Before there was a megacity called Mumbai, with mushrooming tower blocks and speeding highways, there was a place called Bombay, historically, a series of fishing villages, sea-encircled, each with its distinctive character. Saloni adds that Bombay has long been “a city of dreams” with a palimpsest of influences spread out across the buildings and neighbourhoods like annotations on an ancient manuscript.

Nowhere is Bombay’s dream-like quality and age of innocence still more evident than in Bandra, a pocket of leafy suburbs, where salt sea air mixes with the scent of spicy bhel puri and rose-scented ice lollies. Here, inhabitants like Beatrice ‘Betty’ Clifford, now in her late seventies and affectionally known as ‘Aunty Betty’, continue to live in bungalows where, as Saloni reflects “Feels like time has stopped still.”

Betty’s chalk-blue house is called Peace-Haven, a charming two-story English style villa surrounded by verandas where dappled light provides relief from the scorching summer heat. Built by Betty’s father Valentine in 1930 as a wedding gift for her mother, the house is wildly atmospheric. Its charm is unique to Bombay’s heritage buildings which mixed Indian vernacular with global styles in unmatched panache.

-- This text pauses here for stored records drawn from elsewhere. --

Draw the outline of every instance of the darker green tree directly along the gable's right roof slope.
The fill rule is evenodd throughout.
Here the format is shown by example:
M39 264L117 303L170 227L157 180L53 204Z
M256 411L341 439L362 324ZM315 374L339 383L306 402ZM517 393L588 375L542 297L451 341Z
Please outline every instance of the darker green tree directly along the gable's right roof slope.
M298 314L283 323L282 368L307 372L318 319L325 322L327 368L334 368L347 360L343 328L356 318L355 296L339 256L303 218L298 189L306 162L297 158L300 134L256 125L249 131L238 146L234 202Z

Betty herself is part of what in today’s terms we might call a sub-cultural movement: the “Bandra Aunties” with their unique style, genteel and elegance. They are inseparable from the Catholic community of which they’re a part and closely linked to nearby Goa, both areas were once ruled by the Portuguese. The Catholic communities have a strong presence in Bandra, evident in its churches, Stations of the Cross prayers and holy shrines where brightly painted statues of Jesus find shade under swaying palm trees.

The Christian influence has always meant that dresses, rather than saris, have been inherent to the Bandra Aunties’ style. In mid-twentieth-century Bombay, the Bandra Catholic women were some of the first in Indian society to enter the workplace, standing out for their dresses and boldness.

It was this that creative director Nikhil Mansata felt so relevant to SALONI. It’s a cosmopolitan attitude that is simultaneously rooted, global and inherently elegant.

The shoot lensed by Bikramjit Bose featured model Dipti Sharma who was given a 1940s style hairdo to complement the retro furniture and interiors of Betty’s house.

Dipti says, “I always have this fantasy where I wanttravel back in time and live that life when everything was so simple yet very artistic. Portraying it on camera was fun.”

In sumptuous SALONI silk dresses, Deepti chats with Betty who is always a wonderful host as all Bandra Aunties always are. Dipti adds, “Betty worked all her life and she used to live with her husband…her house has so many good memories and moments for her. Being an independent strong and confident woman is what I saw in her and that resonates with me.”

Not too far away Mumbai is roaring but this particular afternoon in Bandra two generations laugh and share stories. Time stops still a little longer.